Au sein du Grand Théâtre de Bordeaux, la saison lyrique bat son plein avec, en ce mois de novembre, une pièce intimiste et rarement donnée, Iolanta, dernière œuvre lyrique de Piotr Ilitch Tchaïkovski. Sur un livret du frère du compositeur russe, Modeste, qui adapte la pièce du danois Henrik Hertz Kong Renés Datter (1845), cette rêverie médiévale, construite autour du personnage historique Yolande d’Anjou (1428-1483), prend la forme d’une fable où l’amour triomphe de tous les obstacles. Écrite à la fin de la vie de Tchaïkovski en 1892, l’œuvre affiche la recherche d’un monde utopique et doux, tant par sa musique que par sa narration.

Pour cette nouvelle production, la construction du metteur en scène Stéphane Braunschweig est épurée mais redoutablement efficace : le cocon paradisiaque où est enfermée sans le savoir la princesse Iolanta est marqué de la couleur verte, tout comme les servants qui participent à la tromperie voulue par son père le roi. Ces derniers portent des tenues évocatrices de la période médiévale, par opposition aux personnalités extérieures, en vêtements plus modernes et essentiellement noirs.
Les accessoires sont rares : seules des roses, explicitement mentionnées dans le livret, ont un rôle notable, notamment pour faire découvrir la cécité de la protagoniste. Un jeu de vidéos et de cloisons complète le dispositif scénique : le portrait de Iolanta apparaît projeté sur l’ensemble de la scène dès l’ouverture mais aussi durant la prière de son père ; deux cloisons transparentes, rendues ponctuellement opaques, servent à articuler intérieur et extérieur, couplées à l’intensité des lumières de Marion Hewlett ; la loi, écrasante, est projetée par deux fois en gros caractères par la vidéo, ce pour mieux souligner le triomphe des sentiments contre cette dernière. Sans autre artifice, l’utilisation de la salle, où arrivent différents protagonistes et où s’installe le chœur pour le tableau final, assure une efficacité vivante à cette mise en scène économe.
Dans la fosse, le chef d'orchestre Pierre Dumoussaud se montre très dynamique et privilégie la belle musique évocatrice du compositeur, quitte à sacrifier à de nombreuses reprises le texte chanté. Il faut dire que le lieu a tendance à favoriser l’orchestre, en particulier lorsque les chanteurs ne sont pas en bord de scène. S'il arrive ainsi que les cuivres de l'Orchestre National Bordeaux Aquitaine couvrent les chanteurs et même les chœurs du premier tableau, la mise en avant des timbres des bois ou du violon solo reste toutefois une priorité appréciable.

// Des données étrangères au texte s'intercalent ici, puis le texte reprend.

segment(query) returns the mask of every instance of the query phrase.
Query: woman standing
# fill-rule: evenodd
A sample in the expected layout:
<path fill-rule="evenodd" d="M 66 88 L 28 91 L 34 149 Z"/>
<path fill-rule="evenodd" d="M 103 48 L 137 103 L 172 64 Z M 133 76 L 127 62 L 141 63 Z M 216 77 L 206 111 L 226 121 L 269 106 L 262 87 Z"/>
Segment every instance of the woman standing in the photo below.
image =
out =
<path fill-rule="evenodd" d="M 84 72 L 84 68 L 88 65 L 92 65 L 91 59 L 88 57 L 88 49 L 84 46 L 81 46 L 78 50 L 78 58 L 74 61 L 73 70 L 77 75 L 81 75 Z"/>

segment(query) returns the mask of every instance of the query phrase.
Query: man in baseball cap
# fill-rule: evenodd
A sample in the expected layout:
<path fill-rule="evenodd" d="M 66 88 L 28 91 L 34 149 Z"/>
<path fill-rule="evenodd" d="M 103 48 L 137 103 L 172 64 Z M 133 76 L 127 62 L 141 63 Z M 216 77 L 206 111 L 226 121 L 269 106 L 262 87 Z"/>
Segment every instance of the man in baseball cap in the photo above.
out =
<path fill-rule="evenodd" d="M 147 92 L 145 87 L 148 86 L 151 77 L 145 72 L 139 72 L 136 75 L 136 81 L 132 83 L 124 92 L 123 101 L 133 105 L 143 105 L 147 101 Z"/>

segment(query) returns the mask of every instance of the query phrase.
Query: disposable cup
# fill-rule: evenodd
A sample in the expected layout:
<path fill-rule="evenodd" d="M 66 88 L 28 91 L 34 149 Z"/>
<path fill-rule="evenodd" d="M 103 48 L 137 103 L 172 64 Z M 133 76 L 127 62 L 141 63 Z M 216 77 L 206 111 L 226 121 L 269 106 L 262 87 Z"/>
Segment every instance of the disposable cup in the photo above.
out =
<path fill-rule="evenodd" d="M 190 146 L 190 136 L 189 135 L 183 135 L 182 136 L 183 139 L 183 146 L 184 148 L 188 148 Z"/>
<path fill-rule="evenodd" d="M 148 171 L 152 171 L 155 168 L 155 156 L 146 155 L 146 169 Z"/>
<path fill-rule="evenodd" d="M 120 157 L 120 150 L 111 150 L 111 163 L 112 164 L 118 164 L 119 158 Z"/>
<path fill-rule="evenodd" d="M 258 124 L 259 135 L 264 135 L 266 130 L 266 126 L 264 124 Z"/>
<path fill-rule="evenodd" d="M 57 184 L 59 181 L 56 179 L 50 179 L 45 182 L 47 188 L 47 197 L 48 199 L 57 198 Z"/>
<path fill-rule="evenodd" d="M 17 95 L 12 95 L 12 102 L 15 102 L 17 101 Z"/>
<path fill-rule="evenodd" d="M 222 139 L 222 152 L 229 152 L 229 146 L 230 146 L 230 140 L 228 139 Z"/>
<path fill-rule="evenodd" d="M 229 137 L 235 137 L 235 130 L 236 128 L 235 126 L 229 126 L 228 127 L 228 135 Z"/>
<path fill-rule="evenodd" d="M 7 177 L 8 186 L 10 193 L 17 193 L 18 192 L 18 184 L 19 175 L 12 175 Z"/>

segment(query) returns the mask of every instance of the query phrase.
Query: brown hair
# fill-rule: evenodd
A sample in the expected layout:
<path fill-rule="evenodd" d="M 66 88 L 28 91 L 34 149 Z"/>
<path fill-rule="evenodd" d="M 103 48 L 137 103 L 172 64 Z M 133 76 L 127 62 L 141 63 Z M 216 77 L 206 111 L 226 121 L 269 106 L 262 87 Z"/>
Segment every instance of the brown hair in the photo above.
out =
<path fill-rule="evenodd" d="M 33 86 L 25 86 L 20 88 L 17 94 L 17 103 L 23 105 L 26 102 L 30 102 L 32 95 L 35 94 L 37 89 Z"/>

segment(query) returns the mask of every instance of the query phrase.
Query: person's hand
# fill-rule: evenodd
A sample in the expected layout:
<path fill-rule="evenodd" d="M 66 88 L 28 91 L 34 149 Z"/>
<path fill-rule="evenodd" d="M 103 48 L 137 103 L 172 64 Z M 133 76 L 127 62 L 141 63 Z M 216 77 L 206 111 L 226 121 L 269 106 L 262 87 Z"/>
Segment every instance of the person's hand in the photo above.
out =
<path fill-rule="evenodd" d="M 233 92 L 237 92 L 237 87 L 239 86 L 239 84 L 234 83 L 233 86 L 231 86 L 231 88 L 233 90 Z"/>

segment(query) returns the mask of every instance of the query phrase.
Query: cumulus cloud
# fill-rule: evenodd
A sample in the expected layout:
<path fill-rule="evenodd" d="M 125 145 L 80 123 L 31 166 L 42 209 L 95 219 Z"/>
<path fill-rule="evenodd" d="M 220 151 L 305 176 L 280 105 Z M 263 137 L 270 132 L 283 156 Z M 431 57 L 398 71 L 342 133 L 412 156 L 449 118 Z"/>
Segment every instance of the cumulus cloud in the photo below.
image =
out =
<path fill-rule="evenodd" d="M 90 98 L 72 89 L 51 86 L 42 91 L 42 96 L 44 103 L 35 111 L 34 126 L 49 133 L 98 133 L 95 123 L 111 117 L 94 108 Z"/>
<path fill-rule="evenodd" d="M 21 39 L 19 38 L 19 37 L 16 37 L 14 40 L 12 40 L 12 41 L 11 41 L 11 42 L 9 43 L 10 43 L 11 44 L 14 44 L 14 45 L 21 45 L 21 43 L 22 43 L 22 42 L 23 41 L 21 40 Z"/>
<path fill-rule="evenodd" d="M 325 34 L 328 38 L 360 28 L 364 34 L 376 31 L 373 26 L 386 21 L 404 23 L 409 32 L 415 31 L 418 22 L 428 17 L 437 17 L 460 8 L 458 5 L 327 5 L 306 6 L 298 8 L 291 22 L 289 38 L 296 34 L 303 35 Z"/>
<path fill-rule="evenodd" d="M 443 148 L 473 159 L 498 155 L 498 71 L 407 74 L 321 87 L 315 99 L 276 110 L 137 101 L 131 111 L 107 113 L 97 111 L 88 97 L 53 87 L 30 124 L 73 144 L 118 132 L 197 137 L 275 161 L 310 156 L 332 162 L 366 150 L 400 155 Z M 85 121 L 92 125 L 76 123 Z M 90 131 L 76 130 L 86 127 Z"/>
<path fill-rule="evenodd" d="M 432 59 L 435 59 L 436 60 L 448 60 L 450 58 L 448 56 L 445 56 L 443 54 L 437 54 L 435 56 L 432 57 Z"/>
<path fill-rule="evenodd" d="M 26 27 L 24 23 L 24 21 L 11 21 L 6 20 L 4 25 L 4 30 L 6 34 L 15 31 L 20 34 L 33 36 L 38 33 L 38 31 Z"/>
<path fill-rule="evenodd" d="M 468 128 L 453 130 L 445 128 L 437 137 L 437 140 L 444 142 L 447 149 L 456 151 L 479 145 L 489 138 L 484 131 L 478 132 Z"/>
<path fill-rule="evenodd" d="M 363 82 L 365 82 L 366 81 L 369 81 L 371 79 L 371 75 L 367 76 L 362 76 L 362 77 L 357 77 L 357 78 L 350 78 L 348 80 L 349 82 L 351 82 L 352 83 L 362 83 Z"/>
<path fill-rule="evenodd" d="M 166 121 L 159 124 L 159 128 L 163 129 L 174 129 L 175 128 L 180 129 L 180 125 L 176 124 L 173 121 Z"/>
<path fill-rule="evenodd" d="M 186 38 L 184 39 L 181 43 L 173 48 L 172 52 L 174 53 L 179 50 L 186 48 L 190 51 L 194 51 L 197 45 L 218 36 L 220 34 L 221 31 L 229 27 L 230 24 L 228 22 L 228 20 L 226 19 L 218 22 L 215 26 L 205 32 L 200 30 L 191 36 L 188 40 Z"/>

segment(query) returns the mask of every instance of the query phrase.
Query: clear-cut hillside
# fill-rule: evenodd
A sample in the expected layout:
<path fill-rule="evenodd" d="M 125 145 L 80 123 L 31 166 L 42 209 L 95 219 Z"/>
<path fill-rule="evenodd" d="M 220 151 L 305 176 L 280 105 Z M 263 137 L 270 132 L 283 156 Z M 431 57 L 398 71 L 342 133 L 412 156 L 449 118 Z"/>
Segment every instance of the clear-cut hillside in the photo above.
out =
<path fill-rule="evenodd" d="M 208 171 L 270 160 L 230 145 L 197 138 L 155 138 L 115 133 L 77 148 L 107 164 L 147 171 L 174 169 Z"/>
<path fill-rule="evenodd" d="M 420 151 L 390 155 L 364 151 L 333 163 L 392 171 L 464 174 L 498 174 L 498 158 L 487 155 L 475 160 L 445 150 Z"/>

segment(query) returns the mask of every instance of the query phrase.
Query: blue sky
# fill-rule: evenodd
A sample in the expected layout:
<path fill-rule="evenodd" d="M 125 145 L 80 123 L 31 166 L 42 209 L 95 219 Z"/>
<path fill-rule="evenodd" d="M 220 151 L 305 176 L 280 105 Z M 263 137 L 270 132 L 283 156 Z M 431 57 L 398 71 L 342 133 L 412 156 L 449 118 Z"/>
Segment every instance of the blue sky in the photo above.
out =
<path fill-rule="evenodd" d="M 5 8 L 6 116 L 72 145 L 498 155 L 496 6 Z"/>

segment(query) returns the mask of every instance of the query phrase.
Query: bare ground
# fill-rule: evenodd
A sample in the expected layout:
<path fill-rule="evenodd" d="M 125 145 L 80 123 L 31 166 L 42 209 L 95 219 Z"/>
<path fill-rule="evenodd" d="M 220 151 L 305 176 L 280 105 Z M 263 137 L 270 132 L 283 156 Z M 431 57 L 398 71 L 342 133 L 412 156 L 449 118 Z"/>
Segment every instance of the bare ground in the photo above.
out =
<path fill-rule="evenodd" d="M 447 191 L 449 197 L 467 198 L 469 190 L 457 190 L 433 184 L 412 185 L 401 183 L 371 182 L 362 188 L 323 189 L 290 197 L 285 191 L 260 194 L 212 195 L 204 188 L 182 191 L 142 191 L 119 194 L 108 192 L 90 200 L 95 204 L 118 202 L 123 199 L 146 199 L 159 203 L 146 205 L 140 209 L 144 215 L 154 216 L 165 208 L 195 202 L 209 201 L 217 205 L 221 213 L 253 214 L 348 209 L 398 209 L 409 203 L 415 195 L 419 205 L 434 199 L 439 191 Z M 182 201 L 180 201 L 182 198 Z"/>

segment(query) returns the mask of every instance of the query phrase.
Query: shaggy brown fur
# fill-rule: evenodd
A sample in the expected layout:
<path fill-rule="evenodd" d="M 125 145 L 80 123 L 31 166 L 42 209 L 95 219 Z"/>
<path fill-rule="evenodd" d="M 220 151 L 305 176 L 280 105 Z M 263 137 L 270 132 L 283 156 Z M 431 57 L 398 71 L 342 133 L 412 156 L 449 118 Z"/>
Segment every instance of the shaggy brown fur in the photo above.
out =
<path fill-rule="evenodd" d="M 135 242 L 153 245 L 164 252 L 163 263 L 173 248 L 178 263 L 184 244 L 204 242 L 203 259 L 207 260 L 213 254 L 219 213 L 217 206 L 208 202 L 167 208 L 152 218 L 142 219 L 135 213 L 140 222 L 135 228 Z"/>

Dans cette configuration, le plateau masculin semble davantage à son aise que la gent féminine. Ainsi, même si elle est renforcée par une belle double présence scénique (physique et en vidéo), Claire Antoine dans le rôle-titre reste discrète sur les premiers actes, y compris lors de son premier arioso, n’affichant une véritable puissance qu’en dernier recours, une fois sa cécité levée. A contrario, dans le rôle de son père le roi René, Ain Anger affiche une basse puissante et claironnante, tout à fait intelligible et christique, comme le marque son arioso, particulièrement poignant.
D’une voix de baryton plus renfrognée, Vladislav Chizhov (Robert) défend son point de vue avec vigueur, comme blasé de son mariage arrangé avec une princesse inconnue et déjà amoureux d’une autre. Julien Henric (Vaudémont) incarne le jeune amoureux avec une voix de ténor plus sèche mais éclatante, cherchant la saturation naïve. Les deux compères ajoutent à leur amitié une touche d’humour qui apporte un peu de profondeur au discours et permet d'esquiver les lourdeurs du livret.
Enfin, le plus impressionnant est sans doute Ariunbaatar Ganbaatar dans le rôle du médecin Ibn-Hakia. Le baryton mongol livre un monologue vibré et retentissant, compensant là aussi un livret monolithique. Sa stature vocale ne laisse pas le public indifférent ! Le chœur, préparé par Salvatore Caputo, se révèle véritablement dans le finale, dans un ultime éclat de joie et de musique. In fine, la partition de Tchaïkovski aura proposé à chacun son air et donc sa chance, réunissant la foi et la science, et abaissant les lois et les conventions devant la pureté des sentiments. Il en ressort une proposition intimiste et douce, dont la présente mise en scène en est le chantre zélé et délicat.